Re: Decoding an int32 from a part of a sequence

Greg Menke <gregm32768@comcast.net> writes:

> HI all,
>
> I ran a benchmark comparing the DPB approach vs an arithmetic one I've
> used, benchmark & code follows.  The results suggest the arithmetic
> approach may be faster w/ smaller memory footprint in some
> circumstances.  The performance difference follows reversing the order
> of the tests and with dataset lengths up to 2x10^6.  (only one test
> shown below).  Would be interesting if others find a similar result,
> or not.
>
> Lispworks 4.3.7
> Linux megatux 2.6.34.7-66.fc13.i686 #1 SMP
> Intel(R) Core(TM)2 Duo CPU     T9400  @ 2.53GHz
> MemTotal:        3093120 kB
>
> ===========================================
>
> CL-USER 14 > (r)
>
> 500000 iterations dpb uint32
> Timing the evaluation of (loop for i from 0 below *dataset-length*
> with tval = 0 do (incf tval (pb-uint32-ref (aref dataset i) 0)))
>
> user time    =      0.865
> system time  =      0.001
> Elapsed time =   0:00:01
> Allocation   = 84000568 bytes standard / 1331 bytes conses
> 0 Page faults
>
> 500000 iterations gm uint32
> Timing the evaluation of (loop for i from 0 below *dataset-length*
> with tval = 0 do (incf tval (gm-uint32-ref (aref dataset i))))
>
> user time    =      0.498
> system time  =      0.000
> Elapsed time =   0:00:01
> Allocation   = 36000800 bytes standard / 1397 bytes conses
> 0 Page faults
>
> nil
>
>
> ===========================================
>
> ;; (proclaim '(optimize (speed 3) (safety 1) (debug 1)))
>
>
> (defun pb-uint32-ref (vector offset)
>   (the (unsigned-byte 32)
>        (dpb (aref vector offset) (byte 8  24)
>             (dpb (aref vector (1+ offset)) (byte 8  16)
>                  (dpb (aref vector (+ 2 offset)) (byte 8  8)
>                       (aref vector (+ 3 offset)))))))
>
>
> (defun gm-uint32-ref (dblock)
>   (+ (* #x01000000 (aref dblock 0))
>      (* #x00010000 (aref dblock 1))
>      (* #x00000100 (aref dblock 2))
>      (aref dblock 3)) )

It shouldn't make a difference with a not-dumb compiler, but:

 (defun gm-uint32-ref (dblock)
   (+ (ash (aref dblock 0) 24)
      (ash (aref dblock 1) 16)
      (ash (aref dblock 2)  8)
           (aref dblock 3)))


Then, depending on the strength of the compiler on types,  the following
might be even faster (notice that processor can OR faster than ADD
usually, because they don't have to check for carries)

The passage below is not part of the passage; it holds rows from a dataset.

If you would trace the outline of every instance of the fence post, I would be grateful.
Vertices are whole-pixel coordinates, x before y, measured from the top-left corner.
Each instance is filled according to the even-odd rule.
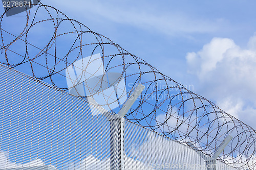
[[[110,167],[111,170],[124,169],[124,116],[131,108],[145,86],[139,84],[123,104],[117,115],[110,121]]]

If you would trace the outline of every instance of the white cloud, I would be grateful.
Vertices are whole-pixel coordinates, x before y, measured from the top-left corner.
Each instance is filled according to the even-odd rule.
[[[100,160],[92,155],[88,155],[81,162],[77,169],[110,169],[110,158]],[[75,168],[76,169],[76,168]],[[127,155],[124,156],[124,169],[153,169],[148,166],[144,164],[142,162],[135,160]]]
[[[215,101],[228,113],[256,128],[256,35],[242,49],[228,38],[214,38],[187,54],[188,72],[196,76],[196,92]]]
[[[9,160],[7,152],[0,152],[0,169],[13,168],[19,167],[28,167],[32,166],[43,166],[44,163],[41,159],[36,159],[30,162],[24,164],[16,163]]]

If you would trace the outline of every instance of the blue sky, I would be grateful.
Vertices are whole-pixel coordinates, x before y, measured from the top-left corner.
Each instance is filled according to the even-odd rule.
[[[255,1],[42,2],[106,36],[256,128]],[[13,17],[5,27],[15,30],[20,24],[17,21],[22,22],[19,18],[25,15]],[[51,30],[38,29],[42,33],[37,34],[39,40],[35,45],[40,46],[44,33]],[[20,67],[26,72],[26,67]]]
[[[106,36],[256,127],[251,121],[256,113],[256,69],[252,64],[256,58],[255,1],[42,2]],[[193,53],[196,57],[188,57]],[[204,67],[211,68],[206,71]]]
[[[256,128],[256,2],[41,2]]]

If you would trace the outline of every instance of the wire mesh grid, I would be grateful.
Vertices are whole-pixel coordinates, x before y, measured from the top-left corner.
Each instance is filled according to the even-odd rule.
[[[108,118],[86,101],[2,65],[0,86],[0,169],[110,169]]]
[[[217,161],[208,165],[193,149],[130,120],[125,122],[124,162],[127,169],[236,169]],[[133,163],[134,160],[140,163]],[[207,167],[208,165],[208,167]]]
[[[84,99],[2,65],[0,87],[0,169],[121,169],[115,115],[93,116]],[[206,169],[187,145],[128,120],[124,129],[123,169]]]

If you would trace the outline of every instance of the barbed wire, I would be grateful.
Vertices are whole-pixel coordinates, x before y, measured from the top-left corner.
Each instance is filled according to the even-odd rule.
[[[49,80],[54,87],[68,90],[77,84],[71,87],[63,85],[61,79],[67,68],[84,57],[100,53],[106,73],[121,73],[129,95],[138,83],[145,86],[127,119],[180,142],[189,141],[209,156],[230,134],[233,138],[219,159],[236,168],[254,169],[256,132],[250,126],[57,9],[41,3],[34,8],[26,12],[24,26],[14,33],[5,28],[7,11],[1,16],[0,50],[5,55],[1,63],[11,68],[26,65],[34,78]],[[47,30],[38,32],[42,28]],[[14,53],[23,55],[18,59]],[[97,59],[77,68],[87,71]],[[101,78],[99,82],[104,81]]]

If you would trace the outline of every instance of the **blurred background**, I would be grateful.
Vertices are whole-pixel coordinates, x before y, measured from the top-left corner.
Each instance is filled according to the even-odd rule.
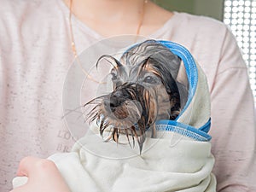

(defun gm-uint32-ref (dblock) 
 (logand #xffffffff
   (logior (ash (aref dblock 0) 24)
           (ash (aref dblock 1) 16)
           (ash (aref dblock 2)  8)
                (aref dblock 3))))


The logand is actually a type declaration, a good compiler should do the
same with it as with (the (unsigned-byte 32) ...).
But again, I'd expect a good compiler to generate the same code from dpb
as from logior+ash.


So there, you have a few more options to benchmark.


-- 
__Pascal Bourguignon__                     http://www.informatimago.com/
A bad day in () is better than a good day in {}.